Severe bleeding, penetrating wounds, hypothermia, and other life-threatening trauma can occur at any time, and require immediate medical attention. To better empower the general population of Prince George’s and Montgomery Counties to recognize and respond to life-threatening trauma in the vital minutes before first responders arrive, the Maryland-National Capital Region Emergency Response System (MDERS) developed the Public Access Trauma Care (PATC) program.
Through the PATC program, MDERS deployed trauma care kits in public buildings, schools, and government facilities across the Maryland-National Capital Region. In addition to providing the kits, MDERS is training the population on the skills and abilities required to render aid, through five training videos that were recently released.
The videos show the proper techniques and tools to treat life-threatening injuries using the equipment and supplies provided in the PATC kits. Students learn how to accurately identify the type and extent of an injury, how to render aid, and which bandages and supplies to use. The five training videos teach individuals how to apply a chest seal, apply a tourniquet, pack a wound, apply direct pressure, and maneuver a victim into the recovery position. Each video demonstrates the application of a skill with detailed narration explaining each step taken by a citizen responder.
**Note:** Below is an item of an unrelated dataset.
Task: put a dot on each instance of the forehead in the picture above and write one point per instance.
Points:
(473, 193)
To underline the importance and broad applicability of these skills, a propane gas explosion scenario was utilized. In this scene, two individuals applied the proper trauma care techniques on two victims before medical professionals arrived on scene. In this simulated scenario, the interventions by the bystanders saved lives.
All members of the public are encouraged to learn these simple life-saving skills. The training videos and emergency scenario can be seen on MDERS’s YouTube page. The videos can be watched for initial training and reviewed for individuals to refresh their familiarity with the life-saving PATC skills.
The MDERS team would like to extend its gratitude to the Montgomery County Police Department, Prince George’s County Police Department, Prince George’s County Fire/EMS Department, and Laurel Volunteer Fire Department for their time and expertise in creating these videos.